Vienna art, design, and architecture biennale

Anab Jain very kind­ly asked me to con­tribute a short piece to the pro­gramme for the Vien­na art, design, and archi­tec­ture bien­nale.

With the motto:
“Robots. Work. Our Future”

… the Bien­nale sets the devel­op­ments in robot­ics and AI against the future of work and labour. I’ve used this as an invi­ta­tion to con­sid­er two ‘modes’ of capability:

When it comes to judg­ing the capac­i­ties of humans and non­hu­mans, we are drawn to two modes of exis­tence.
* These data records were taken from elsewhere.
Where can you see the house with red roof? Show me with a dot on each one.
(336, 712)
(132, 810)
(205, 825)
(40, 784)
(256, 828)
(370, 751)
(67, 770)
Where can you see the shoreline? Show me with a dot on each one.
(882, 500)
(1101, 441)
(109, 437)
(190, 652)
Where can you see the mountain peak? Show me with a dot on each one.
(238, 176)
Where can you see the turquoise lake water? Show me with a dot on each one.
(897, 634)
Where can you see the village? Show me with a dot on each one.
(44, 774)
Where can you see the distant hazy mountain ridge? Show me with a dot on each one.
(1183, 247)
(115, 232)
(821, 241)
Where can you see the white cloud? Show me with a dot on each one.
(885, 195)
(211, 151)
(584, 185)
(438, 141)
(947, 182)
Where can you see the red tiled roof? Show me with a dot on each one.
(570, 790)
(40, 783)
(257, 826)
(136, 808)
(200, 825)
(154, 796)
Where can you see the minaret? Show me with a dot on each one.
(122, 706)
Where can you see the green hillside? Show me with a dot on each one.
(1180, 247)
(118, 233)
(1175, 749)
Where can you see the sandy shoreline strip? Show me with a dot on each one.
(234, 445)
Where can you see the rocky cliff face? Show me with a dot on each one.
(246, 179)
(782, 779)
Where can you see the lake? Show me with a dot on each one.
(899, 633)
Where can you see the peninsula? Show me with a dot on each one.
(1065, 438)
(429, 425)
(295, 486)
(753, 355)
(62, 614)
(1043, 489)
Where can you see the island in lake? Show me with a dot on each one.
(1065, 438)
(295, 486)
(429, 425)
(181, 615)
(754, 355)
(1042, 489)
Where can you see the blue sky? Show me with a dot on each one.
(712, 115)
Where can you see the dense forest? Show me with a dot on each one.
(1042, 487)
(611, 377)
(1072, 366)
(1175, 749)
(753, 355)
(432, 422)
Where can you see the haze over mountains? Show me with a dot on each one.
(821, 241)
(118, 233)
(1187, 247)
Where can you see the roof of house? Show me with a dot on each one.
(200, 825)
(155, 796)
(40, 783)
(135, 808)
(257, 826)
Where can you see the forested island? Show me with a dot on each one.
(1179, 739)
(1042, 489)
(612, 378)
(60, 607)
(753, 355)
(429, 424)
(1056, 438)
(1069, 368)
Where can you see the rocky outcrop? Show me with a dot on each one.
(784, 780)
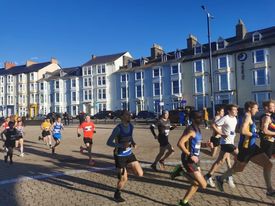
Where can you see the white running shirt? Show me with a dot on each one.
(228, 125)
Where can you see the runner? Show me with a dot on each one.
(122, 140)
(267, 130)
(19, 139)
(216, 137)
(88, 129)
(249, 151)
(190, 144)
(46, 132)
(56, 130)
(164, 128)
(228, 125)
(11, 134)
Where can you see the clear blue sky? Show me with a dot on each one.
(73, 30)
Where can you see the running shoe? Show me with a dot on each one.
(210, 181)
(231, 182)
(162, 165)
(92, 162)
(271, 193)
(219, 183)
(118, 197)
(81, 149)
(176, 172)
(181, 203)
(154, 167)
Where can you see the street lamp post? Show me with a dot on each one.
(211, 77)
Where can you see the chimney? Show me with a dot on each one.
(240, 30)
(191, 41)
(8, 65)
(30, 62)
(54, 60)
(156, 51)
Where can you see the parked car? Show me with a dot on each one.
(104, 115)
(146, 115)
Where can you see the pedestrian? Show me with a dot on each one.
(205, 117)
(46, 132)
(88, 129)
(11, 134)
(225, 127)
(190, 143)
(249, 151)
(122, 140)
(19, 138)
(56, 130)
(164, 126)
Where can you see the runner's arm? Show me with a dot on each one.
(184, 138)
(264, 126)
(245, 126)
(111, 141)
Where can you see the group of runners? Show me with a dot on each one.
(190, 143)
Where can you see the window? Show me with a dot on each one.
(98, 80)
(175, 69)
(123, 77)
(89, 70)
(261, 77)
(156, 89)
(57, 98)
(199, 102)
(138, 91)
(87, 82)
(103, 69)
(73, 83)
(103, 80)
(123, 92)
(256, 37)
(175, 87)
(139, 75)
(198, 49)
(57, 84)
(261, 96)
(220, 44)
(223, 82)
(199, 84)
(222, 62)
(157, 72)
(74, 96)
(259, 56)
(198, 66)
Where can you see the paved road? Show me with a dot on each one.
(40, 178)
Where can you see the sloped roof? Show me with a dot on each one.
(104, 59)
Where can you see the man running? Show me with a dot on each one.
(249, 151)
(11, 134)
(46, 132)
(164, 128)
(56, 130)
(190, 144)
(19, 139)
(216, 137)
(267, 128)
(228, 125)
(88, 129)
(122, 140)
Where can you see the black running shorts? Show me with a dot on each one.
(123, 161)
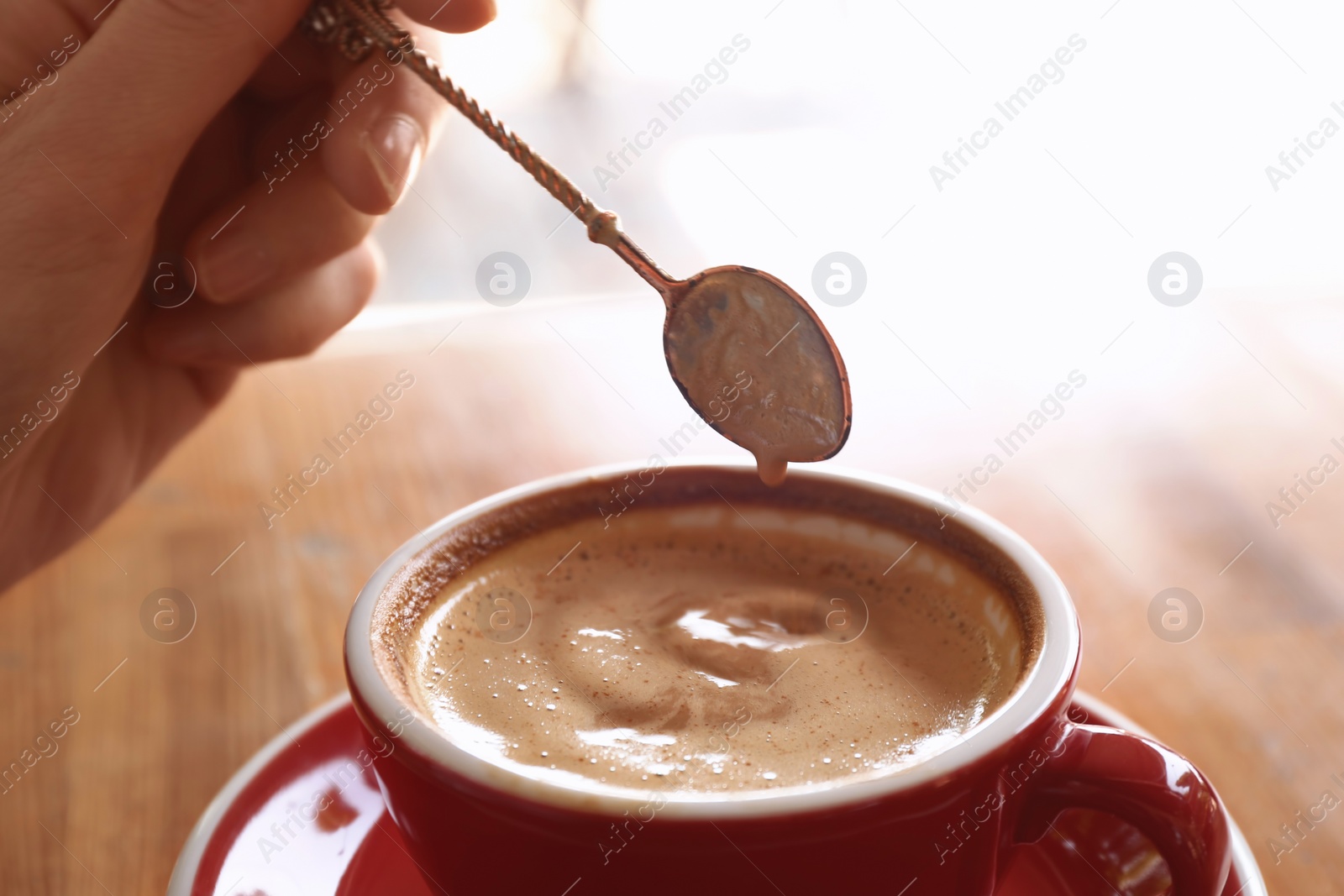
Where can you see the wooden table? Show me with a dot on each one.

In one mode, we are com­pelled to see capa­bil­i­ty as resid­ing with­in an actor, as an intrin­sic qual­i­ty of their being. A favourite deter­mi­nant is the brain-weight to body-weight ratio; anoth­er is genet­ic pre­dis­po­si­tion. We have devised all man­ner of tests to iso­late human and non­hu­man capac­i­ties: IQ tests, rats mazes and Tur­ing tests among them. Nat­u­ral­ly, humans come out on top using most counts.
In the sec­ond mode, we observe actors excel in their achieve­ments. We allow our­selves to be sur­prised and delight­ed by exhi­bi­tions of capac­i­ty that exceed our expec­ta­tions (and that con­tra­vene the first mode in so many ways). To find evi­dence of this mode, one need only turn to that vast repos­i­to­ry of record and obser­va­tion, YouTube, and wit­ness the view­ing num­bers for titles like “species [x] and species [y] play­ing togeth­er”, “species [x] and species [y] unlike­ly friends”, and so on. As these titles sug­gest, capa­bil­i­ty is often recog­nised here as accom­plished with others—with oth­er objects, oth­er actors, oth­er critters.
Spec­u­lat­ing on human capacities—on what humans might be capa­ble of and how they might work in the future—I find myself ask­ing, as the ani­mal stud­ies schol­ar Vin­ciane Despret does, which of these modes is ‘more inter­est­ing’ and which ‘makes more inter­est­ing’. Which of these modes invites us to spec­u­late on new fab­u­la­tions of actors of all kinds, of actors becom­ing-with each oth­er, of becom­ing oth­er-than-human­ly-capa­ble, of becom­ing more capable?
I am tak­en by the mode that views capa­bil­i­ty as col­lec­tive­ly achieved and that invites those con­di­tions that enlarge capac­i­ties through on-going inter­min­glings. The future of work, through this mode, will be dic­tat­ed not by the lim­its of being human, but by how we might best attune our­selves with oth­ers, how we might become more capa­ble together.